東京大学大学院医学研究科の宮本健太郎研究員(日本学術振興会特別研究員)、宮下保司客員教授(順天堂大学大学院医学系研究科特任教授)らの研究グループは、前頭葉の先端部にあたる前頭極が、未経験の出来事に対する確信度判断を担うことを発見しました。前頭極は自身の無知に対する自己意識―“無知の知”―を生み出すはたらきを担うことが示唆されました。

ソクラテスの唱えた「無知の知」に代表されるような、自分自身が経験したことのない出来事に対して評価を行う心のはたらきは、抽象的で概念的な思考を行うために重要です。しかし、私たちの脳がどのような仕組みで「無知の知」の意識を生み出すのか、まったく分かっていませんでした。

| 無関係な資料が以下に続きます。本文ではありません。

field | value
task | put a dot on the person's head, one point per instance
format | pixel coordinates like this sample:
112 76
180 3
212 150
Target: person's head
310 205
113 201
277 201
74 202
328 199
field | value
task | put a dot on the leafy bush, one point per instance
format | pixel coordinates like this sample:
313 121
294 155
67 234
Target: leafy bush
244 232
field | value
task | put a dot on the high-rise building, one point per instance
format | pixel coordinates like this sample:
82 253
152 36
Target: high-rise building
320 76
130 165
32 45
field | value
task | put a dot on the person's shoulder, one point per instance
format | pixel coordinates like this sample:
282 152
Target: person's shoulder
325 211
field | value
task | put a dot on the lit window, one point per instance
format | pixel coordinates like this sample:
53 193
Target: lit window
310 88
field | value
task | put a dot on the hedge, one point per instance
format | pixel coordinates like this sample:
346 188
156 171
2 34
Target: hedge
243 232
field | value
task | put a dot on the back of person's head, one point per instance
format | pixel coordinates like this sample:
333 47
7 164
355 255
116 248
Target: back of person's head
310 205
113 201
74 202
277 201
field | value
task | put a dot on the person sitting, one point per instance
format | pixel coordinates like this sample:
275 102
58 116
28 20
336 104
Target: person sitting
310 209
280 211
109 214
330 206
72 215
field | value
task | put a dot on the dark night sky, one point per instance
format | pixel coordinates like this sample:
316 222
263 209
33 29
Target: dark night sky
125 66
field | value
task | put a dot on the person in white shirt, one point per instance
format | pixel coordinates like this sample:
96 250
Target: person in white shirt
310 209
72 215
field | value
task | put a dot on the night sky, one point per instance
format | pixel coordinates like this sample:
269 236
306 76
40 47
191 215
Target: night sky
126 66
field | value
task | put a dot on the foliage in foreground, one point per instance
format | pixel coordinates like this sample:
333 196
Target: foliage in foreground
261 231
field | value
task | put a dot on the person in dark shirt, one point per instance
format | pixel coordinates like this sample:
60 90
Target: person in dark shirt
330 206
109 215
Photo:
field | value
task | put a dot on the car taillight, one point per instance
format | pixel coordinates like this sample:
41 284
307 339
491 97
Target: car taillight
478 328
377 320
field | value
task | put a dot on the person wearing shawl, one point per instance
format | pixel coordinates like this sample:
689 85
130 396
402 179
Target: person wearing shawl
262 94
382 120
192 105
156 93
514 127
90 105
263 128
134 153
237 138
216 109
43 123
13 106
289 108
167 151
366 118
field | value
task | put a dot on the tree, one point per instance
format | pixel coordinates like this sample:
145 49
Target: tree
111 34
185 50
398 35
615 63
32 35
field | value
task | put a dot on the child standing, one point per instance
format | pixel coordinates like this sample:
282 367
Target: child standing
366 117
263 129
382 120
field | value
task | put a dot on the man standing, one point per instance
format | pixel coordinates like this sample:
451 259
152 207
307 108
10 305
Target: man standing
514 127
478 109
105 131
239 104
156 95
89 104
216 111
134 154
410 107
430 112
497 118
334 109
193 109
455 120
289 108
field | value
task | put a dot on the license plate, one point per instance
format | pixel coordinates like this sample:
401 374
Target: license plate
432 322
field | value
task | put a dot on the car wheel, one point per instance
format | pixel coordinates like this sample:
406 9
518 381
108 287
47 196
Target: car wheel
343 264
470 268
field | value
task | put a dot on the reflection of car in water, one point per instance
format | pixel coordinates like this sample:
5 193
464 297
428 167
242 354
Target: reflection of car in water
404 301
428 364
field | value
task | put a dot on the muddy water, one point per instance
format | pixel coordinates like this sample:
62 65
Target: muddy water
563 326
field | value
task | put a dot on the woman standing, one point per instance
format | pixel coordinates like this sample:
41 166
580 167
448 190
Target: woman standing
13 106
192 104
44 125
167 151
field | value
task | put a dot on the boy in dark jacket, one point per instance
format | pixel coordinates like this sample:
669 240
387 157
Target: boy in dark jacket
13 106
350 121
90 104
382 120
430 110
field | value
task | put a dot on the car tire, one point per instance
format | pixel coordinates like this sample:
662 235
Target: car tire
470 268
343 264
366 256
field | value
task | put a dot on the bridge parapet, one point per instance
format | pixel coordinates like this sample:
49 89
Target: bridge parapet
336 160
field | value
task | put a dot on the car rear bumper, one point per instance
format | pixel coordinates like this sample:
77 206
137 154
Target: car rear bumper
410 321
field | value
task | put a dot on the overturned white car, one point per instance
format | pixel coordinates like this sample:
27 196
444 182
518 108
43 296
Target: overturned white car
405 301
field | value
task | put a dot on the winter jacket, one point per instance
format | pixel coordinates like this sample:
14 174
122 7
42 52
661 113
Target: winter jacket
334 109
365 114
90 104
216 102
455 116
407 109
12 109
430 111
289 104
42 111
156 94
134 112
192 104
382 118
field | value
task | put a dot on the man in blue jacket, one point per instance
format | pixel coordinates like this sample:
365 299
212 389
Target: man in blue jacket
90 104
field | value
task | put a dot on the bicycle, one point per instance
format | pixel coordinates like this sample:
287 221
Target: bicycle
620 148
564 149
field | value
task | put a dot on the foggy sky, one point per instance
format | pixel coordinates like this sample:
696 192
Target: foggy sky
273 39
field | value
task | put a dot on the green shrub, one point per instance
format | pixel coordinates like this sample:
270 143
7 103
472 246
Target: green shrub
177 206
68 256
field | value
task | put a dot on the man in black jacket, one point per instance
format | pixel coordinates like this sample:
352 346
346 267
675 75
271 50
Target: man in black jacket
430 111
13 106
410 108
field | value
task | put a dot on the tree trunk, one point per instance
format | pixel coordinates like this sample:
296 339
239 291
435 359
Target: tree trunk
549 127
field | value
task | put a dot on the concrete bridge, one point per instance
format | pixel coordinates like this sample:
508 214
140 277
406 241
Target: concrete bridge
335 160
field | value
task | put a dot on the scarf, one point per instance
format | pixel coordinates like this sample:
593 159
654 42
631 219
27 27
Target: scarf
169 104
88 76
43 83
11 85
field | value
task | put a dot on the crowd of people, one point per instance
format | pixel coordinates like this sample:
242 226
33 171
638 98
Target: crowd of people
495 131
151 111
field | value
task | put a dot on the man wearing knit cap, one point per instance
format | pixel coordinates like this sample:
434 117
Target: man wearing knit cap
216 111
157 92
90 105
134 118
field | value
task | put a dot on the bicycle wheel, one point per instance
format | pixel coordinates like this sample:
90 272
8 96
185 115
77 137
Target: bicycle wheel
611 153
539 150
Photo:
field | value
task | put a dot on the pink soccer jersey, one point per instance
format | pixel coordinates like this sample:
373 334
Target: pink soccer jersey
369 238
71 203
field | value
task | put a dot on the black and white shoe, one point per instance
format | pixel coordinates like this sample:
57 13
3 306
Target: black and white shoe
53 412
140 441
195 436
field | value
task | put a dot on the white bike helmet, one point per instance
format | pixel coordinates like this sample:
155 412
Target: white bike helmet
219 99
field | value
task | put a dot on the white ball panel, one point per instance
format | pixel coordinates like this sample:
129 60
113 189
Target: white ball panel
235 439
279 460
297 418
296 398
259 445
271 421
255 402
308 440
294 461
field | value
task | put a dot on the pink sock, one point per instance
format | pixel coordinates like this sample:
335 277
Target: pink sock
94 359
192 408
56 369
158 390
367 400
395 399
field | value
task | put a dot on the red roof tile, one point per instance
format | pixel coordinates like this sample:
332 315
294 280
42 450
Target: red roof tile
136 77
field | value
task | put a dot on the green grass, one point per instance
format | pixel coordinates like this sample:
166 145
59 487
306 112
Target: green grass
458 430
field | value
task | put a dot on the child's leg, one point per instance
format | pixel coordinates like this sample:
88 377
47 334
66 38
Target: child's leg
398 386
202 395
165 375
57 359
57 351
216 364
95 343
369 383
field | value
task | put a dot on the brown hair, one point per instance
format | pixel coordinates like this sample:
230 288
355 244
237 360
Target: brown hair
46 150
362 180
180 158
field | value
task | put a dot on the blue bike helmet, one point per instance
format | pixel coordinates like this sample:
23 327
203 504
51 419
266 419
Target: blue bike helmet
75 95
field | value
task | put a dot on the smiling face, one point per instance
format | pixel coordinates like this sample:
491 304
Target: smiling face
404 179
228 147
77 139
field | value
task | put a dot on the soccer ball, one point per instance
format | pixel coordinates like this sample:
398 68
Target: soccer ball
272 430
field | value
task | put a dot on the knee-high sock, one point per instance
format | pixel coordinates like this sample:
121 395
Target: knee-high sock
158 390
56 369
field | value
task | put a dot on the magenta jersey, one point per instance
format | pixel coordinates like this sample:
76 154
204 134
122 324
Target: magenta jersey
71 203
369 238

研究グループは、すでに、ヒトと生物学的に近しいマカクサルが、自らの記憶に対して確信している程度を、客観的かつ行動学的に評価する方法を確立していました(「記憶の確かさを判断するサルの大脳メカニズムを解明!」 Research News 2017/03/16)。そこで、サルが未経験の出来事に対して確信度判断を行っている時の脳の神経活動を、磁気共鳴機能画像法(fMRI法)で計測しました。その結果、両側の前頭極(10野)が、未経験の出来事への確信度判断の成績と比例して、活動を強めることがわかりました。さらに、神経活動を抑えるような薬剤(GABA-A受容体作動薬 ムシモール)をこの脳領域に注入し、神経活動を一時的に抑えたところ、経験した出来事への確信度判断を行う能力や、出来事自体を過去に経験したか否かを判断する能力は正常に保たれるものの、未経験の出来事への確信度判断を適切に行うことが出来なくなりました。

この成果は、脳機能の科学的根拠に基づいた効果的な教育法や、認知機能障害のリハビリテーション法の開発に貢献すると期待されます。

「進化的に最も新しい大脳領域として知られる前頭極に『無知の知』に特化した神経基盤が存在するのは興味深い発見です」と宮本研究員は話します。「前頭極の機能をさらに調べることで、『無知の知』の自覚に基づいて、知らない情報を集めたり、新しいアイデアを生み出したりする際の、高度な思考のはたらきが解明されるのではないか」と期待を寄せます。

論文情報

Kentaro Miyamoto, Rieko Setsuie, Takahiro Osada, Yasushi Miyashita, "Reversible silencing of the frontopolar cortex selectively impairs metacognitive judgment on non-experience in primates," Neuron: 2018年1月26日, doi:10.1016/j.neuron.2017.12.040.